Offsetting produces UK’s first carbon-neutral potatoes

Morgan Scale is growing carbon-neutral potatoes in west Wales by using his cover crops and crop rotation to offset greenhouse gas emissions from his spuds and so produce for the UK’s first zero-carbon potato brand.

With cover crops grown through the summer and more grass leys in his rotation, he is looking to feed his soils in preparation for his main crop potatoes, and is cutting back sharply on bagged fertiliser and cultivations as his family farm embraces regenerative agriculture.

The farm is already sequestering enough carbon, not only to offset the farming side of growing potatoes, but also to offset emissions along the potato supply chain, from transport, storage, packaging and all the way to the kitchen table to produce a truly zero-carbon spud.

The farm’s rotation is now centred around the potato crop, and Mr Scale’s area has doubled in the past five years as he takes advantage of Pembrokeshire‘s good potato growing climate of high rainfall together with fertile soils – organic matter in this mixed farming area can be up to 10%. 

“I believe by introducing more cover crops and grass into the rotation we are feeding the soils and this will allow us to grow potatoes every three to five years,” he tells Farmers Weekly.

See also: Lincs grower moves towards more sustainable spud production

Supermarket deals 

His potatoes and those from five other Pembrokeshire growers are now available under the Root Zero brand throughout the UK.

This is happening through a deal with Waitrose and the Co-op via his local packer Puffin Produce, which promises to make growing the brand “financially sustainable”.

Mr Scale’s family farms 360ha of silty loam soils and he has integrated the potato crop along with suckler cows and sheep grazing mixed leys, together with maize and a small area of spring barley.

The growing of traditional early Pembrokeshire potatoes has declined to just a handful of farms.

Puffin is reluctant to say what price premium it is offering, but from the grower’s point of view, Mr Scale is reducing his inputs in terms of fertiliser and fuel for cultivations, and spearheading a zero-carbon potato brand that could well have great consumer appeal.

After a first successful year, this is his second season with this approach. 

Mr Scale was looking to expand potato production at Benton Farm, Houghton, some six miles east of Milford Haven, and follow regenerative farming principles.

He needed to plan the rest of his rotation to offset the potential damage potato crops invariably inflict on soils by heavy cultivations and often wet harvesting conditions.

“Rotation is the key, with our herbal leys being very important, while the cover crops were the final piece in the jigsaw to produce a multi-species biomass to feed the soil and then, when grazed, give readily available fertiliser,” he says.

Summer cover crops

Morgan Scale in cover crop

Morgan Scale in cover crop © MAG/David Jones

Currently, the farm is looking to grow potatoes in a one-in-four year rotation and the planning for potatoes starts with a “summer” cover crop.

After a first cut of silage is made in May, Mr Scale aims to drill the cover crop into the grass ley.

The cover crop mix he is using is 50% grasses, largely oats; 25% legumes such as clovers and vetches; 20% brassicas such as forage rapes and turnips; and finally 5% flowering crops such as phacelia, buckwheat and sunflowers.

He says that to maximise the benefits of the summer cover crop it is essential to use the best growing window and produce a big biomass crop and hence reduce inputs for the next growing crop of potatoes the following spring.

The cover crops establish well and grow strongly through the early summer.

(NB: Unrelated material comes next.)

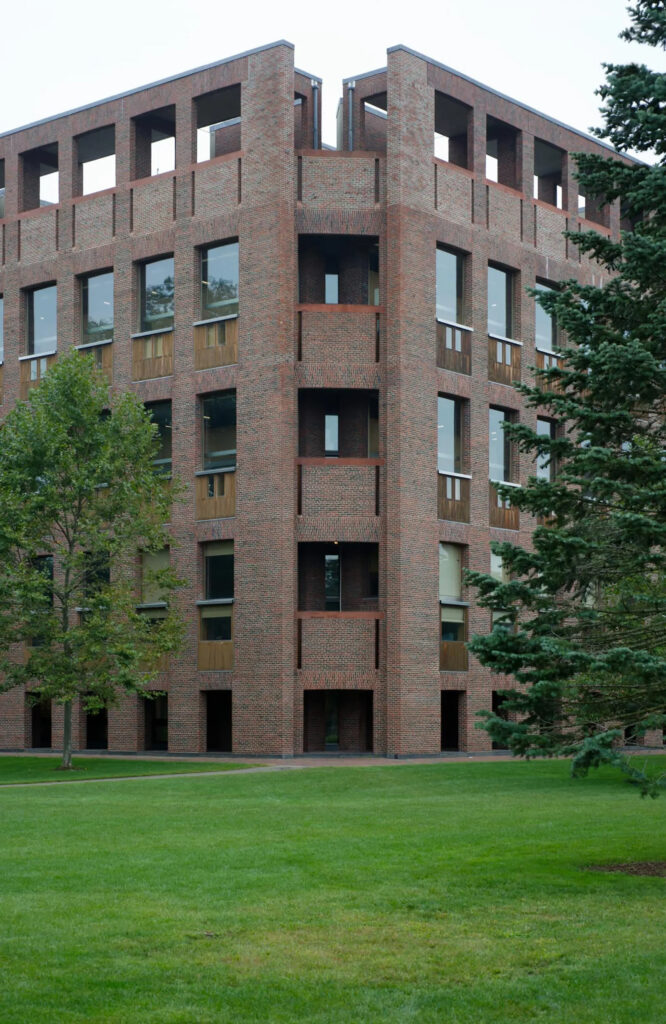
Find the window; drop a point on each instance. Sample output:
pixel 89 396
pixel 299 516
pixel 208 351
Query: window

By September they can be nearly 2m tall.

They are then grazed off by livestock and Mr Scale favours sheep as they have less chance of damaging the soil in potentially wet autumn conditions compared with cattle.

He points out that this is a big investment ahead of the potatoes, effectively taking land out of production of a cash crop for a year before the spud crop, but he is still getting a first cut of silage and also good autumn and winter feed for his livestock.

Cultivation and planting 

The land is left undisturbed for as long as possible so it is not left exposed to the area’s high rainfall of 1.2m a year.

The farm has not used a plough for two years to maintain soil structure ahead of a potentially wet spring.

In mid- to late March, a Top-Down disc-tine-leveller-packer cultivator is used across the land twice to lift the soil to help it dry out rather than turning it over and leave it exposed to the weather. A destoner is then used and the potato planter soon follows.

With the farm’s first zero-carbon crops last year, the traditional potato nitrogen fertiliser rate was cut from 225kg/ha to 100kg/ha without any effect on tuber yields, and this season he is trialling some areas with as little as 50kg/ha.

“We are looking to reduce the cost of production in term of nitrogen and streamlining cultivations, and so make the growing of potatoes more sustainable going forward,” he says.

Mr Scale adds that they have a natural advantage in producing potatoes in a high rainfall area, meaning that irrigation is not often needed while the livestock dominant area often gives fertile soils for growing arable crops.

Lifting starts in the first week of August to avoid harvesting in wet autumn weather.

Fertiliser and fuel are calculated to account for nearly 90% of greenhouse gas emissions from the growing of potatoes, with the rest largely made up of pesticide use, seed and irrigation.

Therefore, the fertility building from leys and cover crops helps cut fertiliser use and the fewer cultivations save on diesel.

Potato blight

One area under investigation on the farm is fungicide use. In a heavy rainfall area, blight fungicides are a necessity and the spray programme is carried out once a week from the end of May.

This is when plants start to touch along the rows, and so varieties with some blight resistance are being grown, such as Orla and Manhattan.

Currently, the farm is growing 28ha of Maris Piper for the pre-pack market and 20ha of Marfona for the early baking trade, plus a range of other varieties. Yields have been fairly constant at 50-75t/ha over the switch towards the regenerative approach.

“Regenerative farming has to be about feeding the soils in terms of cover crops, rotation and adding organic matter,” he says.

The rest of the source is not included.